She scowled, letting go of her trunk and turning toward the poor boy. Riding the Rails the first time without the benefit of a lot of physical training must have been a nightmarish experience; even she would have come out of the Belt bruised at the least if not for Mr. Paxton’s warnings. And it was not right for people to treat someone’s misfortunes as entertainment.

A second young man, casually dressed and with a very dark complexion, had emerged from the same car and now knelt by his fallen companion, ignoring the crowd. Trissiny hesitated; if it were herself, she’d rather people gave her space and didn’t acknowledge her discomfort so publicly, but that was just her. Besides, Avei expected her to render aid wherever it was needed, and though she wasn’t a healer by calling, just channeling raw holy power at someone would soothe a lot of ailments.

“You there! You, girl, in the armor!”

Warily, she twisted back the other way, in time to see an old woman in a black gown nearly a century out of fashion swat a grinning boy of about twelve out of the way with one of the two canes on which she dragged herself along.

“You’re that paladin, right?” The old woman grinned broadly, and Trissiny forced herself not to flinch; her teeth, those that remained, were as brown as old wood. “Paladin of Avei. Finally the gods are sending us a message again, yeah? Finally the paladins are coming back, and they’re both coming here! That’s you, right?”

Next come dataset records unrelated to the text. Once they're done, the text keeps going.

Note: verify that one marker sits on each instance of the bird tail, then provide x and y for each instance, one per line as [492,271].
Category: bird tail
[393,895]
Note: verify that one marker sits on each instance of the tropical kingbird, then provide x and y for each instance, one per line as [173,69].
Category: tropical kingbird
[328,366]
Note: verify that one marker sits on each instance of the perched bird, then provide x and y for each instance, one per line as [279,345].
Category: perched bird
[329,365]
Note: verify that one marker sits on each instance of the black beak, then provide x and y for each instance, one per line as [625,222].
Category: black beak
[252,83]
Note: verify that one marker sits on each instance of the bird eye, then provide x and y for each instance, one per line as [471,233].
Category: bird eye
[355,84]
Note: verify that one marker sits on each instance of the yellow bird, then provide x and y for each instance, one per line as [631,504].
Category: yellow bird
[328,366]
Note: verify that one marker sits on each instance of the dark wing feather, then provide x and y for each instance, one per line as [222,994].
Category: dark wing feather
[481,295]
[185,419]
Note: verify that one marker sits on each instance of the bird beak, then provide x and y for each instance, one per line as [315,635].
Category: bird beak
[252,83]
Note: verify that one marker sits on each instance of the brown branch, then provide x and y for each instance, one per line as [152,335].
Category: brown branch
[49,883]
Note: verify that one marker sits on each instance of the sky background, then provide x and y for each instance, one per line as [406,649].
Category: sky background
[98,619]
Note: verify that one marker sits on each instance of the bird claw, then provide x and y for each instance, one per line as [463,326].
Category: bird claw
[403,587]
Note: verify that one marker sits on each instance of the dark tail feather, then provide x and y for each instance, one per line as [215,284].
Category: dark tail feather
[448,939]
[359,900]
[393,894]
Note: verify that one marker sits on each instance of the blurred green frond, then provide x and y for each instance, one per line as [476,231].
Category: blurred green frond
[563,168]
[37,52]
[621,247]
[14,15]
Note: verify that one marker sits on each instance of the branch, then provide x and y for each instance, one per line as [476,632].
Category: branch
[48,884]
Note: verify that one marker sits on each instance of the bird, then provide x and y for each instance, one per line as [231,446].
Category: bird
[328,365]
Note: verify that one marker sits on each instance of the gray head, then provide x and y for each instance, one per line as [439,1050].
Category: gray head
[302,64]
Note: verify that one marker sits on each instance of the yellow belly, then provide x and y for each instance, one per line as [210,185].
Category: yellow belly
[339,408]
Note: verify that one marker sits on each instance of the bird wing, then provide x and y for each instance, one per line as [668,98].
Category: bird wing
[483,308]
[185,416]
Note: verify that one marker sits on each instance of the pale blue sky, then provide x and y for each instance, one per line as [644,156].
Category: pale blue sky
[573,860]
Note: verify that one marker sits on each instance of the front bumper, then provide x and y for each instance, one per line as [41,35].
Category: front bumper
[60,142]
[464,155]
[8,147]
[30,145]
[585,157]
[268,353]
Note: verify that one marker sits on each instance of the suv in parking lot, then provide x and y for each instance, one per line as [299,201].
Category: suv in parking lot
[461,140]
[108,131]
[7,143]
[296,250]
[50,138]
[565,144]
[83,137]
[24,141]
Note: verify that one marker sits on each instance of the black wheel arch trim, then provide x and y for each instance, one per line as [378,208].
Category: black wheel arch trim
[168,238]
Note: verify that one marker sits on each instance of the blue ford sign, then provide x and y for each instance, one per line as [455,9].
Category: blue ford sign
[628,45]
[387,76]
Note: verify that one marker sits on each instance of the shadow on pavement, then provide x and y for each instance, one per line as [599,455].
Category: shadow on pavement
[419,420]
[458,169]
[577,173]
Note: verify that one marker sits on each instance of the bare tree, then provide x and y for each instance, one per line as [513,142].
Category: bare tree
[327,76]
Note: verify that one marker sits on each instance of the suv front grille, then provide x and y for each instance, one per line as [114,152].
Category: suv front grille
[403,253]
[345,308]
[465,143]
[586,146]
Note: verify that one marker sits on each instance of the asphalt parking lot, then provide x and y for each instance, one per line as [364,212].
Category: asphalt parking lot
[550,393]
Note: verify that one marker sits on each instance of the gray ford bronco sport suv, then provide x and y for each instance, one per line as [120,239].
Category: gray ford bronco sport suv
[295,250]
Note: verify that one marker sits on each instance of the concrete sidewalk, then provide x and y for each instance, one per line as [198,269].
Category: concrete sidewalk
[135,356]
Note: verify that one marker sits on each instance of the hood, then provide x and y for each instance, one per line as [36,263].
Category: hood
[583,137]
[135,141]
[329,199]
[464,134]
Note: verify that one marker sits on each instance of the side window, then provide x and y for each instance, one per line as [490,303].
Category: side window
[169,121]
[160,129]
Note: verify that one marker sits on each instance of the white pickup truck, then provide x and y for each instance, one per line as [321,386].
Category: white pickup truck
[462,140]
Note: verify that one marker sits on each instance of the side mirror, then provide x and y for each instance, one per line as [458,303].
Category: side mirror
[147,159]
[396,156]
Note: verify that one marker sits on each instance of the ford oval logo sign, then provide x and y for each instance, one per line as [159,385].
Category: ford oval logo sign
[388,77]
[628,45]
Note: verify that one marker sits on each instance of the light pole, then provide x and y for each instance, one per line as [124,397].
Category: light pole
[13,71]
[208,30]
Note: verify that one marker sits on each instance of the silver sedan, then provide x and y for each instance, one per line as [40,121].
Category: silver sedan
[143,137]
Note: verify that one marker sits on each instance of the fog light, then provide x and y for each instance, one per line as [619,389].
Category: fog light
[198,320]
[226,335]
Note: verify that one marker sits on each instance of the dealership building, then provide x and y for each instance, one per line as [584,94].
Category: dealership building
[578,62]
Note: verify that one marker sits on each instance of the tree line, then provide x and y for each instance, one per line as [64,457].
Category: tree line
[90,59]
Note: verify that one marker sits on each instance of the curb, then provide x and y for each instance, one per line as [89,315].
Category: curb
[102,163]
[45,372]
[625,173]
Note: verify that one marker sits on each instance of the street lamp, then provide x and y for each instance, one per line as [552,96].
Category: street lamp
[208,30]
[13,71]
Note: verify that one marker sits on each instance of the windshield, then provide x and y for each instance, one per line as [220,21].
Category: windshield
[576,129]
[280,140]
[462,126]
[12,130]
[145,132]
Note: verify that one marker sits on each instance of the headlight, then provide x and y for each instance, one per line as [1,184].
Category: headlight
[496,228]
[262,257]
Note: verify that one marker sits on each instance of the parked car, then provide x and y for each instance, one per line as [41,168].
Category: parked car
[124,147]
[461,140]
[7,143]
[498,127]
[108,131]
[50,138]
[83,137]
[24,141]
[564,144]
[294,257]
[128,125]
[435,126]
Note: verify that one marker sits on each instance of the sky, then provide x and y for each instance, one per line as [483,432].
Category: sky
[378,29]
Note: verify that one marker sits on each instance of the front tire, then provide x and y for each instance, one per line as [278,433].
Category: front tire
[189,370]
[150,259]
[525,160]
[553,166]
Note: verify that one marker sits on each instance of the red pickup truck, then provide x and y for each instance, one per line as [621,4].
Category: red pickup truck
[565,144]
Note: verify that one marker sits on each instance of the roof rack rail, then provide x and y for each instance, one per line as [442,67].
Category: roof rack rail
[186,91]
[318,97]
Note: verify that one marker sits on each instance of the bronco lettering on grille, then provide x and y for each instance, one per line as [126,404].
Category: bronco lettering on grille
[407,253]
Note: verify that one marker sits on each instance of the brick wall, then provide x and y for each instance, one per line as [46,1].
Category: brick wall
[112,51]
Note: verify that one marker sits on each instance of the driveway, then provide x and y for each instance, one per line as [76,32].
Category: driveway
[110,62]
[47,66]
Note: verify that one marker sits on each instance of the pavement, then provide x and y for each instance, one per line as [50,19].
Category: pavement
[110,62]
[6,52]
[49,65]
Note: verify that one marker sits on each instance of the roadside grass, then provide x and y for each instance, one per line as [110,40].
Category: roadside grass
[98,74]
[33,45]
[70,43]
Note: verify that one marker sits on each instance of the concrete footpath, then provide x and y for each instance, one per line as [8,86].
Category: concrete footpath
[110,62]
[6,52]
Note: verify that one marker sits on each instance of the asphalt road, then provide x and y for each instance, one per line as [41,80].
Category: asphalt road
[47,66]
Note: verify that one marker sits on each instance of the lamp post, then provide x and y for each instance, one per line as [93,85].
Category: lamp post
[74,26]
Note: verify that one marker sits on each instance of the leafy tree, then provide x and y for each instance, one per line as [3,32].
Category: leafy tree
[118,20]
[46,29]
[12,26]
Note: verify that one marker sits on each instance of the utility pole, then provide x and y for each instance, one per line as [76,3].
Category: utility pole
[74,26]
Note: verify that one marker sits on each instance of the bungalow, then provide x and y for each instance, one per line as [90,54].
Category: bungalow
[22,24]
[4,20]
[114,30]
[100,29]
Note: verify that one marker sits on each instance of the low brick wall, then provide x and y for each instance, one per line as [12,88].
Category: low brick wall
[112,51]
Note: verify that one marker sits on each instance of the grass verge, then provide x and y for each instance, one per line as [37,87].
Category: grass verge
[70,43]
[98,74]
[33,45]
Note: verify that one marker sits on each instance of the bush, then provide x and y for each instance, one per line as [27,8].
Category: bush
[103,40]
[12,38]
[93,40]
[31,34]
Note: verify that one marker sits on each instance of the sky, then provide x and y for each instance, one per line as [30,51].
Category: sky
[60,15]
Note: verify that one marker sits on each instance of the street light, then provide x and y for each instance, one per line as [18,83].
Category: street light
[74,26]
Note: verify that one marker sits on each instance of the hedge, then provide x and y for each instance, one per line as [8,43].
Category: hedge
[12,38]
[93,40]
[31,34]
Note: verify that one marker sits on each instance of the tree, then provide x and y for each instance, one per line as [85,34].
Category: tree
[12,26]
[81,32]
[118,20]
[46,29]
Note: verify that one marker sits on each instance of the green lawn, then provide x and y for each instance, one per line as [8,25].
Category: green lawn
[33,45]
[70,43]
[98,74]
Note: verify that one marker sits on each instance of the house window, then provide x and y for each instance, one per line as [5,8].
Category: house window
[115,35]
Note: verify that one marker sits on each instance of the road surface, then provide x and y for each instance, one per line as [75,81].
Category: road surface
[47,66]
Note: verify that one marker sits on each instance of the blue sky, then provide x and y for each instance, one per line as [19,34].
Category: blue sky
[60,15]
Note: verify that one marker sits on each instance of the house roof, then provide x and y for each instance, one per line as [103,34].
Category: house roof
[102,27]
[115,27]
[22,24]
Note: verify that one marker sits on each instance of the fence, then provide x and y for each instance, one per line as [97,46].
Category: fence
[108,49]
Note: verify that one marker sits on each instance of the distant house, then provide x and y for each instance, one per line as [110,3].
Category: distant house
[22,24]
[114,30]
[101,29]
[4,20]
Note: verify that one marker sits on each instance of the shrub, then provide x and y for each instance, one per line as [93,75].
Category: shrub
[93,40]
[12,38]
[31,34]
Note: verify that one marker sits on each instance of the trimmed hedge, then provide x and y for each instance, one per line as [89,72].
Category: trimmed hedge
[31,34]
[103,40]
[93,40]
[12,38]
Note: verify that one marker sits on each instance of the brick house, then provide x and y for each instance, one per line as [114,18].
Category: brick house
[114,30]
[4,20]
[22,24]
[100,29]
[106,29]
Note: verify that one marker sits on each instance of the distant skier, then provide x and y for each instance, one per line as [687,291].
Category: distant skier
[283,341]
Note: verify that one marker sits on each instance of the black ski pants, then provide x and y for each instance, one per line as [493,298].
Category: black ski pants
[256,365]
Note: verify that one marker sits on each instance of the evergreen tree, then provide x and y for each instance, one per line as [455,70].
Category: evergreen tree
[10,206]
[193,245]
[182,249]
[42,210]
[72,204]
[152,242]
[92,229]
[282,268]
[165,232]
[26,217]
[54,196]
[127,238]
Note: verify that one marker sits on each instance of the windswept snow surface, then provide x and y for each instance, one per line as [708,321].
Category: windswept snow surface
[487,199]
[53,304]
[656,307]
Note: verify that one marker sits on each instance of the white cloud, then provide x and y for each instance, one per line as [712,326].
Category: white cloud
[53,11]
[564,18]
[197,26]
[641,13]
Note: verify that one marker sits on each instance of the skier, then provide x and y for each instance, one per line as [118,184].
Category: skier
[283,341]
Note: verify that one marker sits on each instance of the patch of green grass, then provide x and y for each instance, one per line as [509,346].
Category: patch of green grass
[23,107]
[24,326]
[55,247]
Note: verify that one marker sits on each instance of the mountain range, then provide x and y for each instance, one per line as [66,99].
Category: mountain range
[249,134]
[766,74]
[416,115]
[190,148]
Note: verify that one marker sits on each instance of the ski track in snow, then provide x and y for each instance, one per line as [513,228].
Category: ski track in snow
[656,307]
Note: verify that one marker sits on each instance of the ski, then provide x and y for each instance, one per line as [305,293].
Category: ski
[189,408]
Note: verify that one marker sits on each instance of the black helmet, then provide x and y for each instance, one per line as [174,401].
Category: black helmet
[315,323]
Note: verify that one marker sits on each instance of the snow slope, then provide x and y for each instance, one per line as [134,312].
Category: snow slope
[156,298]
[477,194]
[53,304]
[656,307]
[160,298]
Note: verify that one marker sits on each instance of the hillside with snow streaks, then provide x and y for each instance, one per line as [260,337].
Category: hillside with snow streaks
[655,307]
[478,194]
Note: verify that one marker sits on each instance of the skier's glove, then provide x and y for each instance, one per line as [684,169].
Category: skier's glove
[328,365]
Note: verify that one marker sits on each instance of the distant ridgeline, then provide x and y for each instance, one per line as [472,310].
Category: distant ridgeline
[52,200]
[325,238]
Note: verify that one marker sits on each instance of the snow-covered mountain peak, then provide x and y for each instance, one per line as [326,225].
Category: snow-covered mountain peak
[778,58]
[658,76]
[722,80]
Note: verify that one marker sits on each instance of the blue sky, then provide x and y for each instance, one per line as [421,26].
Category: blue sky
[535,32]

“I am a Hand of Avei,” Trissiny said carefully, having to pitch her voice a little louder than she liked to be audible over the crowd. Several of the closest bystanders immediately cheered even more loudly at her; nobody offered up any of the rude commentary they’d thrown at the boy who’d lost his lunch. She glanced over at him; he was standing, weakly, with his friend’s arm about his shoulders, and the pair were being pressed in upon by several of the locals carrying small trays. More detail than that she didn’t manage to catch before the old woman in front of her let out a loud crow like a cockerel.

“I knew it!” she chortled, thumping one of her canes against the stone platform. “It’s about time, is all! Yes, time for the gods to send someone to straighten out that nest of iniquity and vice up there on the hill. Elves and wizards and perverts, the lot of ’em! You’ll fix ’em good, won’t ya, paladin? Eh?”

“Ah…” Trissiny glanced around again. Over a dozen pairs of eager eyes were upon her; she was surrounded by grins. By all the Pantheon, did these people think this was street theater?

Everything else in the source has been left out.